Auch die USA können als Technologietreiber im Stahlrecycling gelten. Hier ist unter anderem die Nucor Corporation zu nennen mit einer Erzeugung von 22 Millionen Tonnen Stahl, was der Hälfte der gesamten deutschen Stahlerzeugung entspricht. Ohne Einsatz eines einzigen Hochofens, aber laut Pillkahn mit der doppelten Produktivität der deutschen Stahlwirtschaft und auf einem Niveau, auf dem diese erst in 20 Jahren stehen wird. Das erklärt sich unter anderem daraus, dass in den Vereinigten Staaten in der Bauindustrie eingesetzter Stahl dank stringenter Vorgabe durch LEED (Leadership in Energy & Environmental Design) mindestens 30 Prozent Recyclingmaterial enthalten muss. Außerdem belief sich die Nucor-Recyclingquote 2017 auf insgesamt 72,6 Prozent, während sie in Deutschland bei rund 43 Prozent rangierte. Und die CO2-Emissionen liegen pro Tonne Nucor-Stahl bei 0,88 Tonnen, während sie in Deutschland 1,3 Tonnen und im Weltdurchschnitt 1,9 Tonnen betragen.

Gegossen, nicht gewalzt

Hinzu kommt, dass die Stahlverarbeitung in sogenannten Mini Sheet Mills erfolgt, die aus Elektrolichtbogenöfen versorgt werden und innerhalb von fünf Minuten weiterverarbeitbaren Stahl produzieren. Die Technik rentiert sich, hat Nucor doch damit im ersten Halbjahr 2019 rund 1,2 Milliarden US-Dollar vor Steuern erwirtschaftet. In Crawfordsville/Indiana wird sogar Warmbreitbahn nicht gewalzt, sondern in 1.700 Millimeter Breite und 1,5 Millimeter Dicke gegossen, unter Einsatz von 61 Prozent Neuschrott, 11,5 Prozent Altschrott und 24,3 Prozent Eisenschwamm – zur Erzeugung von hochwertigen Stählen. Etwas konventioneller arbeiten die normalen Mini-Stahlschmelzen mit Walzwerken. Insgesamt wird bei Nucor 42 Prozent Eisenschwamm und 56 Prozent Schrott verwendet, der sich aus 57 Prozent Neu- und 43 Prozent Altschrott zusammensetzt. International verwenden übrigens die meisten Elektrolichtbögenöfen mittlerweile eine Schrottvorwärmung; in Deutschland benutzt sie kein einziges Unternehmen. Daraus erwächst hierzulande eine besondere Herausforderung an die Stahlschrottverarbeitung, um die Bildung von Dioxinen, Furanen oder anderen problematischen organischen Substanzen zu unterbinden.

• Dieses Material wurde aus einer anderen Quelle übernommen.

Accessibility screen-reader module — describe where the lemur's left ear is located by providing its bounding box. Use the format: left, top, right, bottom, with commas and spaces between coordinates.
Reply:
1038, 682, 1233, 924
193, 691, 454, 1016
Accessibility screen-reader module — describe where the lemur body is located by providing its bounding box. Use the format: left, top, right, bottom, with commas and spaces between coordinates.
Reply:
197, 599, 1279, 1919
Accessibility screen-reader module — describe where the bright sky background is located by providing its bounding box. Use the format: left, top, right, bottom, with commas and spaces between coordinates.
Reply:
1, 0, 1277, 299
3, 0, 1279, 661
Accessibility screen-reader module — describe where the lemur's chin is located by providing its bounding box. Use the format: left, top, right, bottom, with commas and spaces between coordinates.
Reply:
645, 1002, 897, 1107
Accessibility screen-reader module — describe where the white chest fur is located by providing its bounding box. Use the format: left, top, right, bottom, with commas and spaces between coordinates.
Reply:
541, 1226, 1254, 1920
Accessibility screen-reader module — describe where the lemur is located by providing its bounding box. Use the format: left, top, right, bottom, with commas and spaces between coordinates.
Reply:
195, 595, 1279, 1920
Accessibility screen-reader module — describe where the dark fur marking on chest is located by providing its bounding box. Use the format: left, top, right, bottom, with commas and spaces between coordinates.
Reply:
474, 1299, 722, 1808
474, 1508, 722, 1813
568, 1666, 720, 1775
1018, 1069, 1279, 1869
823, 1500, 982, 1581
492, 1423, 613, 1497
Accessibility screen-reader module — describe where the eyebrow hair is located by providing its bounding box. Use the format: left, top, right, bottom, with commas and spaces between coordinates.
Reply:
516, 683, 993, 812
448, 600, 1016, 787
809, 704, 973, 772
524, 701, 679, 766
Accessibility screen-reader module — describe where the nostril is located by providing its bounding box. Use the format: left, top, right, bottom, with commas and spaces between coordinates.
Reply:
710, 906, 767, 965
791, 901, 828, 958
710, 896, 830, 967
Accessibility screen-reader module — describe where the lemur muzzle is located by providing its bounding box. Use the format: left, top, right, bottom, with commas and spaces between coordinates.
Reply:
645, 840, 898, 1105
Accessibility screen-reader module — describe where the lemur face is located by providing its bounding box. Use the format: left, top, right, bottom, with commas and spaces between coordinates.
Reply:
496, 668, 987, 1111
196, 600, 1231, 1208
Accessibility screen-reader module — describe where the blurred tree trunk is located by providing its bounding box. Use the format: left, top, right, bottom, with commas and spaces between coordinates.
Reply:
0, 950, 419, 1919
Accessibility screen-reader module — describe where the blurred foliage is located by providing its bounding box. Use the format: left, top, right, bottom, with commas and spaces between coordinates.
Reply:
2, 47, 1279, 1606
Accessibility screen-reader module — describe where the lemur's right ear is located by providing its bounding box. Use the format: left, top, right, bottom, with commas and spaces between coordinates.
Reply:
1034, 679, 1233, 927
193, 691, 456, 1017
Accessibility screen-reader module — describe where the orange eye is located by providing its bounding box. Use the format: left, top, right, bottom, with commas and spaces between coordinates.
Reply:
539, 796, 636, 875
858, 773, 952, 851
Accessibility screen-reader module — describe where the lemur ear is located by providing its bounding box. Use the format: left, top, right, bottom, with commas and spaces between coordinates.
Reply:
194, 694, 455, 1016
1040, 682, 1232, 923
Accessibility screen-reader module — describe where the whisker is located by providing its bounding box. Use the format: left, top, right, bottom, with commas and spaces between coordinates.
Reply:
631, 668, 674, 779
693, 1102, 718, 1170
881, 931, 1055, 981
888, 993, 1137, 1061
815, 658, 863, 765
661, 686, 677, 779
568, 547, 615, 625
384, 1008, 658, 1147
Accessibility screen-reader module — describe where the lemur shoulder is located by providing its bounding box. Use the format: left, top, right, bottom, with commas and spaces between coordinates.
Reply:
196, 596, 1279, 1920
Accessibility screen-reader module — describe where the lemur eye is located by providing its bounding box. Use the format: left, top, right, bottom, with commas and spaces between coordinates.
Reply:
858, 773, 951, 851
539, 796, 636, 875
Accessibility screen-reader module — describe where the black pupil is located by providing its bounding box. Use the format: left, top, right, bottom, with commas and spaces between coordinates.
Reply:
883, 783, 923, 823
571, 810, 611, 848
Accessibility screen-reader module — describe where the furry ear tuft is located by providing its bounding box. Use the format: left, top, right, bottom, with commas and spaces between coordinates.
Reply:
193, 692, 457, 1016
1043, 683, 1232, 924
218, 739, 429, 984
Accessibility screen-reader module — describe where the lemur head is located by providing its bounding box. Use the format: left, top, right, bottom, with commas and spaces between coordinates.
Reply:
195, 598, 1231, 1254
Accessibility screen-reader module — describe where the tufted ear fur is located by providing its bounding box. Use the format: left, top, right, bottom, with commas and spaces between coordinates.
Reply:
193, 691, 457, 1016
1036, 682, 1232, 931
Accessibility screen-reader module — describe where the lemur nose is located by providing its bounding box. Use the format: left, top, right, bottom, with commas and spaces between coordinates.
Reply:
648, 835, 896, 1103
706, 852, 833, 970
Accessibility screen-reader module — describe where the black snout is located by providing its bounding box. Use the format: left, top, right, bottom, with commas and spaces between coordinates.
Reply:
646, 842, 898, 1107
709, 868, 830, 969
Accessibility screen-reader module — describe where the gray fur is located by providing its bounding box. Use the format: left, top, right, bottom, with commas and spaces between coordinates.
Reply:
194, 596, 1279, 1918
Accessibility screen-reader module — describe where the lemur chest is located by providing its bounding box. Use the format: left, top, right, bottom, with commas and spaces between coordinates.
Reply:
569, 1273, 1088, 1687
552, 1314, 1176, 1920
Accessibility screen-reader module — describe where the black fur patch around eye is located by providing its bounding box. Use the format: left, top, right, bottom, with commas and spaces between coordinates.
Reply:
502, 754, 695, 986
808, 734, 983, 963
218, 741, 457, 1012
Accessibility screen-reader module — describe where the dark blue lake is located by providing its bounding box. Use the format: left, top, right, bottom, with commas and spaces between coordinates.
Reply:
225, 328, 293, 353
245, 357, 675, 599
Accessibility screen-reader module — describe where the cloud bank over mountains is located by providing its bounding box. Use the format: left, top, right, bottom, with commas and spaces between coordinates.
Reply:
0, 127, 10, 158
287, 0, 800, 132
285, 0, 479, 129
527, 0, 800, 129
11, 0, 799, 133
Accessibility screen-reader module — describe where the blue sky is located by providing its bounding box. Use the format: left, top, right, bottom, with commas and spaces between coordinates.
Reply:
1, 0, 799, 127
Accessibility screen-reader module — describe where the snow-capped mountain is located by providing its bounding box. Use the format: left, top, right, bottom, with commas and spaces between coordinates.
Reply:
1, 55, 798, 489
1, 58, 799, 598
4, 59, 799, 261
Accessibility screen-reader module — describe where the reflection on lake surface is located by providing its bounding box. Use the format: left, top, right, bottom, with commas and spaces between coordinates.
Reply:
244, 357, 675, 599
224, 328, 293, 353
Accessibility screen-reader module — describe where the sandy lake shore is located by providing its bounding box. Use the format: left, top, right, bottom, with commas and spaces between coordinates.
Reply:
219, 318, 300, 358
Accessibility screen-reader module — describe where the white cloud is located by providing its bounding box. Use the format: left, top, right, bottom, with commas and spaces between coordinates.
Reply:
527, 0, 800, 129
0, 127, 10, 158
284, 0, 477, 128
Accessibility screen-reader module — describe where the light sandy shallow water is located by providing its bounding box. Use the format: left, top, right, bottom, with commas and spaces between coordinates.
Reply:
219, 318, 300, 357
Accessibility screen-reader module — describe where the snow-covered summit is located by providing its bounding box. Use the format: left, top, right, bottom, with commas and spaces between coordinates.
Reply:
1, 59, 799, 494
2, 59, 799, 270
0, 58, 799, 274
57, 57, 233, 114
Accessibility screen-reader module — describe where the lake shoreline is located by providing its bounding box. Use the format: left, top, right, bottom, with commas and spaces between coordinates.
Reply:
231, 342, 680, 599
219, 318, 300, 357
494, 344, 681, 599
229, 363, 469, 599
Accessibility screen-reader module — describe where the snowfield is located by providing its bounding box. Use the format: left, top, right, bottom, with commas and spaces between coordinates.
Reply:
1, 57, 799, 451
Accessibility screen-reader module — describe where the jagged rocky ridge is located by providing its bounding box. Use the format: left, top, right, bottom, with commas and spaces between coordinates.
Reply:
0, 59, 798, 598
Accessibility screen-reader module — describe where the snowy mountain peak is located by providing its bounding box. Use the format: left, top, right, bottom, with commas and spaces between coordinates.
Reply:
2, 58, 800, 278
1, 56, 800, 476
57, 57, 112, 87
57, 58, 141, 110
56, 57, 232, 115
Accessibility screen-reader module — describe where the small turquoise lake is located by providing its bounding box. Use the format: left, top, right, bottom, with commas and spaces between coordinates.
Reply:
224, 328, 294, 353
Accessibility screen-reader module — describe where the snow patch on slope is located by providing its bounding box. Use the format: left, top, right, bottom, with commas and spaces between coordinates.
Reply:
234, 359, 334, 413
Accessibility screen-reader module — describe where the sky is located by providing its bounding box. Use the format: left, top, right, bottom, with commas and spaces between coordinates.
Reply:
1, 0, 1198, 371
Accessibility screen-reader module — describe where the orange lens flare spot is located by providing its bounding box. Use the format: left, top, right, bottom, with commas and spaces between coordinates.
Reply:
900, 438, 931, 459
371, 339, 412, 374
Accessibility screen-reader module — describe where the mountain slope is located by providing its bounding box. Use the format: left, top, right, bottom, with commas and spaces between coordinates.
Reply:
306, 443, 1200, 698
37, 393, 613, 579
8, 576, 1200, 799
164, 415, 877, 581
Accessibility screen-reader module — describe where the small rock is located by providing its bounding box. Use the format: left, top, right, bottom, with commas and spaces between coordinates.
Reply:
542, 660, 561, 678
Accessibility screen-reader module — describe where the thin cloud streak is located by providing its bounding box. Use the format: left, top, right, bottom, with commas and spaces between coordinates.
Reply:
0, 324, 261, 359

Schmelzmetallurgie löst Raffination ab

Der zukünftige Trend wird in einer Verschiebung von der Raffination zur Schmelzmetallurgie bestehen. Zurzeit herrscht die Methode vor, den angelieferten Stahlschrott in den Elektrolichtbogenofen zu geben, rund ein Fünftel „wegzubraten“ und das Resultat als Baustahl anzuwenden. Dagegen können mithilfe der Umschmelzmetallurgie die die Anlage verlassenden Sekundärrohstoffe so saubere Hochleistungsgattierungen aufweisen, dass man sie in einem Umschmelzofen erwärmen und für den gewünschten Zweck gießen kann. Erste Ansätze existieren. Momentan wird in Deutschland bereits eine Million Tonnen aus der Hochleistungsmetallurgie an die Gießereien geliefert; es ist also durchaus machbar. Zudem konzentriert sich die Suche auf Hochleistungsstähle; ältere Gattierungen wie der Schubkarrenstahl werden nicht mehr nachgefragt und gehen verlustig. Dafür ist zunehmend PRC (Product Recycled Content) gefragt: So wird die Automobilindustrie nicht mehr zulassen, dass weiterhin verzinktes Feinblech mit 2,5 Tonnen CO2 pro Tonne Blech zugeliefert wird.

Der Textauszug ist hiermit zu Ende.